Lesson Study for Problem Solving

“A problem is a task that the individual wants to achieve, and for which he or she does not have access to a straightforward means of solution”. (Schoenfeld 1985)

Problem solving is the process of tackling unstructured problems that require students to model situations with mathematics, make reasoned assumptions, construct chains of reasoning and interpret solutions in context. Problems may be approached in many different ways and will have many possible solutions. These solutions matter and must be evaluated as to their suitability.

The diagram describes the processes involved in Problem Solving.
We usually begin with a situation. This is usually, but not always, in a real-life context.
Problem solving flowchart.png
  1. In the first step you try to formulate the problem mathematically. This usually involves making assumptions and simplifications so that the problem becomes more manageable.
  2. In the second step you begin to analyse and solve the problem using a variety of mathematical tools, such as drawings, graphs, tables, algebra and so on.
  3. When you have made some progress, you step back and interpret what you have done in terms of the original situation. Are your calculations meaningful?
  4. Then you evaluate the reasonableness of the solution you have achieved. Is it good enough? Maybe you need to modify your assumptions and go round the cycle again.
  5. When you think you have a solution, you communicate it to others.

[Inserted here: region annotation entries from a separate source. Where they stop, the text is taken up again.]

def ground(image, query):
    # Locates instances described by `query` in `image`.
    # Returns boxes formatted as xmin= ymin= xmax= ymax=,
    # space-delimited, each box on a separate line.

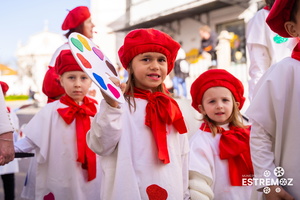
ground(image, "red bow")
xmin=134 ymin=88 xmax=187 ymax=164
xmin=200 ymin=122 xmax=254 ymax=186
xmin=57 ymin=95 xmax=97 ymax=181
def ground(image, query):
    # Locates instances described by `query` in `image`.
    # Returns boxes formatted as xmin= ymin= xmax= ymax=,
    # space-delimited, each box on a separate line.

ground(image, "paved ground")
xmin=0 ymin=101 xmax=39 ymax=200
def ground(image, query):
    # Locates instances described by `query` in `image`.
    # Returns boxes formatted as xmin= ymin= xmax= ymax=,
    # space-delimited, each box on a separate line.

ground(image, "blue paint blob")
xmin=93 ymin=73 xmax=107 ymax=90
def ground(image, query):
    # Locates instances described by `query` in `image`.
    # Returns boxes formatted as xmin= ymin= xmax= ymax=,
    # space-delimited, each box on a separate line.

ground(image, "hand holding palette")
xmin=69 ymin=33 xmax=125 ymax=103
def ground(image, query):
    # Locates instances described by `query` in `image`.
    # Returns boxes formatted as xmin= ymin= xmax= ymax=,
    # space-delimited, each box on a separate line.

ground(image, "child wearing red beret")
xmin=246 ymin=0 xmax=298 ymax=101
xmin=87 ymin=29 xmax=189 ymax=200
xmin=189 ymin=69 xmax=253 ymax=200
xmin=15 ymin=50 xmax=101 ymax=200
xmin=0 ymin=81 xmax=19 ymax=200
xmin=246 ymin=0 xmax=300 ymax=200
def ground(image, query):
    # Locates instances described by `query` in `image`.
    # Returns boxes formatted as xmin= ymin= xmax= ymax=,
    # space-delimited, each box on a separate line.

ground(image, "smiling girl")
xmin=189 ymin=69 xmax=253 ymax=200
xmin=15 ymin=50 xmax=101 ymax=200
xmin=87 ymin=29 xmax=189 ymax=200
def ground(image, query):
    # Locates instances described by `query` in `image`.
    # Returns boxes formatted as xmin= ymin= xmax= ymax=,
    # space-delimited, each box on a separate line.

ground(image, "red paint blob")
xmin=76 ymin=53 xmax=92 ymax=69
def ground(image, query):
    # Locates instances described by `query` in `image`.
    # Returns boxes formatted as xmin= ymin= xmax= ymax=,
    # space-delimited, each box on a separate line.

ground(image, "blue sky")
xmin=0 ymin=0 xmax=90 ymax=67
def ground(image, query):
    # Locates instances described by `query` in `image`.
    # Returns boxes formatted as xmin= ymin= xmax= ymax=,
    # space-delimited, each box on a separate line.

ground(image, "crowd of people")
xmin=0 ymin=0 xmax=300 ymax=200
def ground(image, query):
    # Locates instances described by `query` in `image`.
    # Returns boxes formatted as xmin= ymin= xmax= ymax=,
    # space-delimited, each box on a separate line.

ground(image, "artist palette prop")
xmin=69 ymin=33 xmax=125 ymax=103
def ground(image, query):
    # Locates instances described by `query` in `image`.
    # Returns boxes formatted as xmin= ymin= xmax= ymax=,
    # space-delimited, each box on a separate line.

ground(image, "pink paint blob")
xmin=76 ymin=53 xmax=92 ymax=69
xmin=92 ymin=47 xmax=104 ymax=60
xmin=107 ymin=83 xmax=121 ymax=99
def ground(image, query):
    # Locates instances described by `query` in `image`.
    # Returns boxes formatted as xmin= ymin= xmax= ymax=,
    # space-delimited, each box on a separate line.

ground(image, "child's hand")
xmin=265 ymin=185 xmax=295 ymax=200
xmin=101 ymin=77 xmax=126 ymax=108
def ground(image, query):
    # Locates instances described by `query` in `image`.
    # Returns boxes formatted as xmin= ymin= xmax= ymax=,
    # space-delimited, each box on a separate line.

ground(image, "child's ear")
xmin=198 ymin=104 xmax=206 ymax=115
xmin=284 ymin=21 xmax=299 ymax=37
xmin=58 ymin=75 xmax=64 ymax=87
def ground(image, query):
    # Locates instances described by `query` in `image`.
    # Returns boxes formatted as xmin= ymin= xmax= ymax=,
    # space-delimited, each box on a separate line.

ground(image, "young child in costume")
xmin=246 ymin=0 xmax=300 ymax=200
xmin=43 ymin=6 xmax=98 ymax=103
xmin=43 ymin=66 xmax=65 ymax=103
xmin=87 ymin=29 xmax=189 ymax=200
xmin=0 ymin=81 xmax=19 ymax=200
xmin=189 ymin=69 xmax=253 ymax=200
xmin=246 ymin=0 xmax=297 ymax=101
xmin=15 ymin=50 xmax=101 ymax=200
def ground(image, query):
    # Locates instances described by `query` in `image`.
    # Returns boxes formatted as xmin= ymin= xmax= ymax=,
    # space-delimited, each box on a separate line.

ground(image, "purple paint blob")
xmin=105 ymin=60 xmax=118 ymax=76
xmin=92 ymin=47 xmax=104 ymax=60
xmin=93 ymin=73 xmax=107 ymax=90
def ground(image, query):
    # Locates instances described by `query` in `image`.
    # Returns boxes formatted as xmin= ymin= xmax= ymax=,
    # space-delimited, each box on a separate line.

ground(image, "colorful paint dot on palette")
xmin=77 ymin=35 xmax=91 ymax=51
xmin=76 ymin=53 xmax=92 ymax=68
xmin=71 ymin=38 xmax=83 ymax=52
xmin=93 ymin=73 xmax=107 ymax=90
xmin=69 ymin=32 xmax=125 ymax=103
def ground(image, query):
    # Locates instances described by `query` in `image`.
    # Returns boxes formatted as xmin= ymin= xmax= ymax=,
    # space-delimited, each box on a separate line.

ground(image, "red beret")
xmin=61 ymin=6 xmax=91 ymax=31
xmin=118 ymin=28 xmax=180 ymax=73
xmin=266 ymin=0 xmax=295 ymax=37
xmin=0 ymin=81 xmax=9 ymax=95
xmin=55 ymin=49 xmax=83 ymax=75
xmin=191 ymin=69 xmax=245 ymax=111
xmin=43 ymin=66 xmax=65 ymax=102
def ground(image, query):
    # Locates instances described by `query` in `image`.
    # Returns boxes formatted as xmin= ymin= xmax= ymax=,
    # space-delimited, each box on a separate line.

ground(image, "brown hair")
xmin=202 ymin=92 xmax=245 ymax=136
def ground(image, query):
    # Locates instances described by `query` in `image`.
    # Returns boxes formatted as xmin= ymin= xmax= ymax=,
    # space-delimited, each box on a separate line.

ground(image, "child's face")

Students must thus make many reasoned decisions when problem solving. The skills of problem solving will be ever more important for people of the future who are seeking to make sense of – and change – the world around them.
Of course, this neat cycle of processes is not what actually happens in practice! There will be many times when we move back and forth between the processes. It is however a very useful conceptual tool to refer to when discussing problem solving.